Where did you get the wheel from?


----------



## PixiesExoticHedgies (Sep 4, 2008)

I'm curious......where did you get the wheel from?


----------



## jesirose (Sep 21, 2008)

Someone on ebay - I left it in the box for a month because I forgot I had it in my office, I bet when it came it was still round.


----------



## PixiesExoticHedgies (Sep 4, 2008)

Good Luck with yours. I hope it stays together while your hedgie is running in it. I had to send mine back to the eBay seller, and she was very rude. If the stand starts slipping, be sure to let the seller know. Apparantly the 1/2" tubing she uses is smaller than what 'most' people use. And since she does not glue the stand, mine would topple over with the weight of the hedgie. She claims 100% satisfaction in her auction description, but she would not do anything to rectify the problem I had. Ended up filing a claim with PayPal, to get my money back. I remember my bucket being wobbly, as well.....but that was not as much of a safety hazard as it was when it fell on top of my hedgie. :roll:


----------



## bloominhedgehogs (Nov 18, 2008)

It is time for me to respond about my wheels! I do offer 100% satisfaction. Pixie Pets is simply leaving information out. I have all of the emails to prove it and this has gone far enough. Pixie pets NEVER contacted me about a problem with her wheel. Not once. She went to Paypal and filed a claim after she glued the wheel stand. If she would have emailed even once to say that she had a problem with the wheel, I would have told her to send it back and I would have given her a full refund. She never did this and can not provide you with one email to show that she did. Instead, I get an email from Paypal stating that she has altered the wheel and wants to keep the wheel if I send her $10 to cover the cost of the glue that she bought. By gluing the stand, you can not clean it properly and it no longer tilts. If there was a problem with the stand or one of the fittings, all she had to do was email me about it and I would have sent her a replacement stand. There has never been a complaint about my wheels or stands. I only refused a refund because she altered the item and was very nasty about it. There were multiple issues with this transaction prior to her even getting the wheel which I don't need to go into. When she did return the wheel, it was COVERED in hedgehog feces. This shows exactly what type of person that she is. I was not even going to respond, but because she continues to make false claims, I feel that it is finally necessary. I am not going to get into a nasty back and forth thing with her on a message board as that is chidish, but I'm happy to provide any information to people who are interested. Please email me with any questions. Thank you for an opportunity to tell my side of the story


----------



## bloominhedgehogs (Nov 18, 2008)

Actual strength of my wheel and stand. I can actually put another can on it, but it does start to move slightly.


----------



## jesirose (Sep 21, 2008)

It's actually not wobbly, just oval. I had stuff on the box, I had forgotten it was here LOL. It's great so far, Patrick christened it and it's holding up LOL


----------



## PixiesExoticHedgies (Sep 4, 2008)

Item was shipped back to seller NOT glued together! Two inappropriate feedback comments from seller were removed by eBay! PayPal resolved the claim and a full refund was issued. I never said that ALL your wheels were defective. I offered the suggestion that something was possibly wrong with MINE, and you would not accept that possiblity. There is another thread on HHC, where other members suggest that you are making your wheels with PVC piping that is too small. And if the wheel is glued properly with PVC cleaner & glue, there is no way for water to enter the pipes.
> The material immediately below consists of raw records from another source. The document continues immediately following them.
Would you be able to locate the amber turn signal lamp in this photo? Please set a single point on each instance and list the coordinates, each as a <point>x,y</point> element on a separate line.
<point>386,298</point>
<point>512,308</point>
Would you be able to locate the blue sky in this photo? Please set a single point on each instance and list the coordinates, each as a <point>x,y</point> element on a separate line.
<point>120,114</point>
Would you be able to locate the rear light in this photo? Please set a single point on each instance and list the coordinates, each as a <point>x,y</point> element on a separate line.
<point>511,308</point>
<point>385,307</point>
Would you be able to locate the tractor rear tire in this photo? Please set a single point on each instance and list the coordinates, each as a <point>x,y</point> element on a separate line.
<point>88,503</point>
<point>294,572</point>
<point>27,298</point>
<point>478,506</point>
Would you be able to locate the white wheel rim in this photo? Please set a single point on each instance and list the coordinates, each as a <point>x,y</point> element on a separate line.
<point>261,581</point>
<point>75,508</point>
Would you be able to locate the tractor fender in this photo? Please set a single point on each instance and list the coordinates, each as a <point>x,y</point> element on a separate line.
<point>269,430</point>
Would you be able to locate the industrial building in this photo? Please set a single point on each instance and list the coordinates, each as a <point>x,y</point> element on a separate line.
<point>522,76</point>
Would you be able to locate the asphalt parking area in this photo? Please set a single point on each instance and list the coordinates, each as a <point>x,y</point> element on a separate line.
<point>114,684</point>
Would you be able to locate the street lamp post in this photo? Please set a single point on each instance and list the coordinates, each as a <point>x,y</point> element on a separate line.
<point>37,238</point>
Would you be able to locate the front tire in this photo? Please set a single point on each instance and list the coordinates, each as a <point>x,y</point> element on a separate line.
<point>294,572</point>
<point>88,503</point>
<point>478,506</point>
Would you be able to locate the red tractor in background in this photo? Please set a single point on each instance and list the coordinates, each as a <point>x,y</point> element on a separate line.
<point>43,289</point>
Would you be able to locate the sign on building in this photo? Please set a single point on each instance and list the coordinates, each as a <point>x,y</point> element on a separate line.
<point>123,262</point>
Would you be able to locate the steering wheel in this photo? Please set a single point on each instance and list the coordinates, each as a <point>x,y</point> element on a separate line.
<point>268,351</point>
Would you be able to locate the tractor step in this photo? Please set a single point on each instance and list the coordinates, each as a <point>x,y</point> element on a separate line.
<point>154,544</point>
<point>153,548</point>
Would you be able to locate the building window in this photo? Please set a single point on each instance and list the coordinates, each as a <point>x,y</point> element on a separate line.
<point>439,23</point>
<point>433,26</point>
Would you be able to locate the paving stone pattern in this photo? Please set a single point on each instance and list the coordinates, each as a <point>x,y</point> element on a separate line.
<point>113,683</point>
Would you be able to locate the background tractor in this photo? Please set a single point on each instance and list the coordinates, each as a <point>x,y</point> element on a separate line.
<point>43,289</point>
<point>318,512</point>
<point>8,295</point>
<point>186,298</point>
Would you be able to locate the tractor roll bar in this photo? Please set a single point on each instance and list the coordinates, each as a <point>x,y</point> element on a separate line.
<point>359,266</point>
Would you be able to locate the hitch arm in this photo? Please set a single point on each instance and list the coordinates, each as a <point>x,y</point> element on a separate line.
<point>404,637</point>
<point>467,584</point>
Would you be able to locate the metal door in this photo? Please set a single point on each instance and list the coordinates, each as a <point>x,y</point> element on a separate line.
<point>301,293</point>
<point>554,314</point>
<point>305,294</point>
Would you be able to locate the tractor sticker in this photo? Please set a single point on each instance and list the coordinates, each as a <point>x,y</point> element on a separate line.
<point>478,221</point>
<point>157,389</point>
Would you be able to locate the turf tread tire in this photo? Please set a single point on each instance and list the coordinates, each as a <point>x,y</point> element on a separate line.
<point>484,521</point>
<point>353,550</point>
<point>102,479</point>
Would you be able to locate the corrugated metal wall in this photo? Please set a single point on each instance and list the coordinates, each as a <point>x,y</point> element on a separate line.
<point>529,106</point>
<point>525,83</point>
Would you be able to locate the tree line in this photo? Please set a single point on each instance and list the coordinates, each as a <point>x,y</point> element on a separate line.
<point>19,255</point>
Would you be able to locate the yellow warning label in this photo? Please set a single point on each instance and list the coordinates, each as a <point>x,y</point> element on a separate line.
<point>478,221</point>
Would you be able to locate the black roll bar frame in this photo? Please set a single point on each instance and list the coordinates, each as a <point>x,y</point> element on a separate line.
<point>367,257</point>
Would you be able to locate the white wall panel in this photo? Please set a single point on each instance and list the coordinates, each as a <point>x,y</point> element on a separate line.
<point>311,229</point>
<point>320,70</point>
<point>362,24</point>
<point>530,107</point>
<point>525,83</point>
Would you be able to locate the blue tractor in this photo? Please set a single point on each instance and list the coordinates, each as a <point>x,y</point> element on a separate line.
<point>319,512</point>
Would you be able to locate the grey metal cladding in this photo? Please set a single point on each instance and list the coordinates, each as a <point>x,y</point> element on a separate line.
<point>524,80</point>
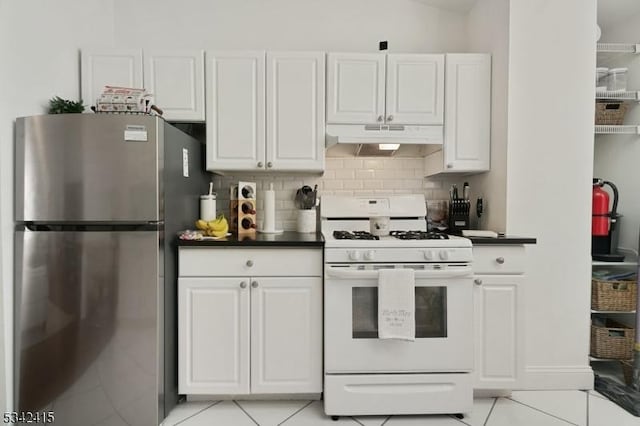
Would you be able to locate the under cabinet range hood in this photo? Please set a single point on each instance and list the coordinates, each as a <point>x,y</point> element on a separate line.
<point>381,139</point>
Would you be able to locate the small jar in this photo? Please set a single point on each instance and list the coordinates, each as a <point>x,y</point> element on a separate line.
<point>601,79</point>
<point>617,80</point>
<point>208,207</point>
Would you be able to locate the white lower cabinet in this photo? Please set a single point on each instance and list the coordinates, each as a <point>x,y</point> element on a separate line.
<point>249,334</point>
<point>498,316</point>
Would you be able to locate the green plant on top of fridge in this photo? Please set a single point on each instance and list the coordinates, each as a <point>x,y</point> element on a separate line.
<point>57,105</point>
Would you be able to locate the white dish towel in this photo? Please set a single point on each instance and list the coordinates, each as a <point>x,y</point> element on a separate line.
<point>396,304</point>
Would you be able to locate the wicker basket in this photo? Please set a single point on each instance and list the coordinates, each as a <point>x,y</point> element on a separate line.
<point>610,112</point>
<point>613,295</point>
<point>610,339</point>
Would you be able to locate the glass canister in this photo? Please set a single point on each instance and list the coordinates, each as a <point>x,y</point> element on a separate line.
<point>617,80</point>
<point>208,207</point>
<point>601,79</point>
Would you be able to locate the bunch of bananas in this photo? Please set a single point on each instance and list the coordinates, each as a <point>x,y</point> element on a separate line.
<point>214,228</point>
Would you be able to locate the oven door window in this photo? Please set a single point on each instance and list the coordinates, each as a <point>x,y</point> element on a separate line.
<point>430,312</point>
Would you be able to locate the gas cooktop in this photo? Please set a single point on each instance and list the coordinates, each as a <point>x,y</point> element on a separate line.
<point>401,235</point>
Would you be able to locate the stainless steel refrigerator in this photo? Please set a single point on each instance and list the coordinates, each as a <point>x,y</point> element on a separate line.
<point>99,199</point>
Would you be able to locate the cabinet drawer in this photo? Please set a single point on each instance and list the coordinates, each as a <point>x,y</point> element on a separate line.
<point>499,260</point>
<point>205,261</point>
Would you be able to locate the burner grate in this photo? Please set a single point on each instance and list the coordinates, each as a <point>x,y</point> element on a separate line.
<point>355,235</point>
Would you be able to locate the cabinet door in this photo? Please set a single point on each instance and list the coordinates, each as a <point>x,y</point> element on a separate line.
<point>295,111</point>
<point>355,87</point>
<point>213,336</point>
<point>108,67</point>
<point>415,89</point>
<point>467,112</point>
<point>175,78</point>
<point>286,335</point>
<point>499,343</point>
<point>235,105</point>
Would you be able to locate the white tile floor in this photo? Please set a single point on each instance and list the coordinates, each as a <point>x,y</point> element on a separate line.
<point>530,408</point>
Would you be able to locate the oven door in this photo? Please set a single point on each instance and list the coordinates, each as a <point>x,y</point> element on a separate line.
<point>444,322</point>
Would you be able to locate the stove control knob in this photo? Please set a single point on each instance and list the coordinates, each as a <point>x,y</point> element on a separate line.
<point>355,255</point>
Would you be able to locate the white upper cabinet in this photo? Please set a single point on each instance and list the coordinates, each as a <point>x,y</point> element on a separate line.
<point>265,112</point>
<point>355,87</point>
<point>235,110</point>
<point>176,81</point>
<point>295,111</point>
<point>175,78</point>
<point>366,88</point>
<point>108,67</point>
<point>467,119</point>
<point>415,89</point>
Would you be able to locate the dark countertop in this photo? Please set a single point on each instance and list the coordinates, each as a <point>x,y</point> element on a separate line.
<point>501,240</point>
<point>286,239</point>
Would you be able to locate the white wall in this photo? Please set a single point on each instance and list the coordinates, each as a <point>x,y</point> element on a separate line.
<point>39,42</point>
<point>489,32</point>
<point>336,25</point>
<point>550,162</point>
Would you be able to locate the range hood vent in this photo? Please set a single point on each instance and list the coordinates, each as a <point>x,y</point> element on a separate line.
<point>381,139</point>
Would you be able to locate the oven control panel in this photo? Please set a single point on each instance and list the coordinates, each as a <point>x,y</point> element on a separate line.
<point>399,255</point>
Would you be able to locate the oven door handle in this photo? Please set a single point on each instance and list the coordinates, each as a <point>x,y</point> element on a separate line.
<point>347,273</point>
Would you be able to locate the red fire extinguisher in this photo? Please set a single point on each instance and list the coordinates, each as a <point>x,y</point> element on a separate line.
<point>602,220</point>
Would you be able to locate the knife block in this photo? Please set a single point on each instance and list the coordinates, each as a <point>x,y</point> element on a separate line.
<point>458,216</point>
<point>246,209</point>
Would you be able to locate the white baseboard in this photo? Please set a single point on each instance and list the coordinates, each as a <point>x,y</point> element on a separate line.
<point>567,377</point>
<point>256,397</point>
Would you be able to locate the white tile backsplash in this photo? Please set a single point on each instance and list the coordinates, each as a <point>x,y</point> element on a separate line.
<point>366,176</point>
You are RUDE, and apparantly don't know very much about customer service. I spoke to PayPal's customer service last night, in regards to your appeal, and the representative thought this entire situation was ridiculous. She even thought the way that you have handled this complaint, was unprofessional.

You've had inappropriate comments removed by eBay, you've lost the PayPal complaint claim, and I've received a full refund. Take responsibility for the ONE obviously defective wheel, and get over it. Next time someone complains, maybe you'll have learned something from this situation and handle your so-called 100% guarantee WITH a 100% guarantee!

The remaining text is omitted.